What I learned from Belgrade is that the safeguards aren’t bureaucratic red tape. They are the difference between a mistake you can learn from and a war crime you can’t take back. They exist precisely because wars move fast, databases go stale and human beings make errors. Slow the targeting cycle down, and you catch things. Speed it up without accountability, and you get Minab.
Danger of deregulation for efficiency
AI is now embedded in life-and-death military decisions. It runs at machine speed. And the institutions built to provide oversight are being deliberately hollowed out. The administration that fired the Pentagon’s lawyers is the same one pushing to deregulate AI, all in the name of efficiency.
I spent decades believing that American power, exercised with discipline and accountability, could be a force for good in the world. I still believe that. But power without accountability isn’t strength. It’s recklessness. And recklessness at machine speed kills children in schools.
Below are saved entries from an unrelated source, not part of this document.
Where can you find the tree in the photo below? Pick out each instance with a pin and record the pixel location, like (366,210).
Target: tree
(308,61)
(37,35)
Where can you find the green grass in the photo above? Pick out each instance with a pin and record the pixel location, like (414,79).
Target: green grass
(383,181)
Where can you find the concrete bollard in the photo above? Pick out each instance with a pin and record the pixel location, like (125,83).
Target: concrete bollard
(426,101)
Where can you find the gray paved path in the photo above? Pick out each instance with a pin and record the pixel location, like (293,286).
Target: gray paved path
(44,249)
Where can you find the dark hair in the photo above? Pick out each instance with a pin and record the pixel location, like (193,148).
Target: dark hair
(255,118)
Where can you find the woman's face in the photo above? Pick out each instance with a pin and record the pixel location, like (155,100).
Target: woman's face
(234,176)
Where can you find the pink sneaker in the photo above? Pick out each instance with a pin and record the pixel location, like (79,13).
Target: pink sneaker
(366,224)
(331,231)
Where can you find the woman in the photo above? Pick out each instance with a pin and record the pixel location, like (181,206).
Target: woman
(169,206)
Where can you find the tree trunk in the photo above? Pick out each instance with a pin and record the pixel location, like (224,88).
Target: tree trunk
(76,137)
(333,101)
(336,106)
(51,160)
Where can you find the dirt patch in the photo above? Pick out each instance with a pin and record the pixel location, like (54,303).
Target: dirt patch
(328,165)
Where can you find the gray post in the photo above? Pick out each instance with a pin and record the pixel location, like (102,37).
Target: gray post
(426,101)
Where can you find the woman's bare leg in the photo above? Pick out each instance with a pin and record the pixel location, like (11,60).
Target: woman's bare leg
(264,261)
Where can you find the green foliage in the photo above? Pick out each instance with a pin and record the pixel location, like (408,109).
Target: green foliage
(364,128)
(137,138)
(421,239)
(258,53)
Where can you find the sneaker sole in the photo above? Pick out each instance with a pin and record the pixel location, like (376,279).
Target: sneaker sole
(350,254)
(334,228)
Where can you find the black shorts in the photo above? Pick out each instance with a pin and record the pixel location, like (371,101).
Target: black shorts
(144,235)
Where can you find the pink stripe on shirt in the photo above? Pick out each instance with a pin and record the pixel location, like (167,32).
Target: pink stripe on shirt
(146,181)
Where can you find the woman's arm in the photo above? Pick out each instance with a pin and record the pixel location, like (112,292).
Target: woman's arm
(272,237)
My faith teaches that we are accountable for what we do with power entrusted to us, and for what we allow to be done in our name.
So here’s what I’m asking:
Call your representatives. Demand hearings on AI use in military targeting. Demand they restore the legal oversight that was gutted. Congress has constitutional authority over war powers. It’s time they used it.
Ask hard questions about AI in your own community. The energy demands driving military AI are the same demands bringing hyperscale data centers into cities around the U.S., often without public input or accountability.
Vote for people who take oversight seriously. Ask every candidate where they stand on AI accountability, war powers and congressional oversight. These aren’t abstract questions anymore.
Those children deserved the protection our safeguards exist to provide. So do the men and women still serving. So do we.
We cannot move at machine speed toward a future we haven’t thought through. I’ve seen what happens when we do.
Patricia Setari is a U.S. Army veteran who spent 30 years as a national security professional at the Department of Defense and participated in the after-action investigation following the 1999 Belgrade embassy bombing. She lives in suburban Kansas City.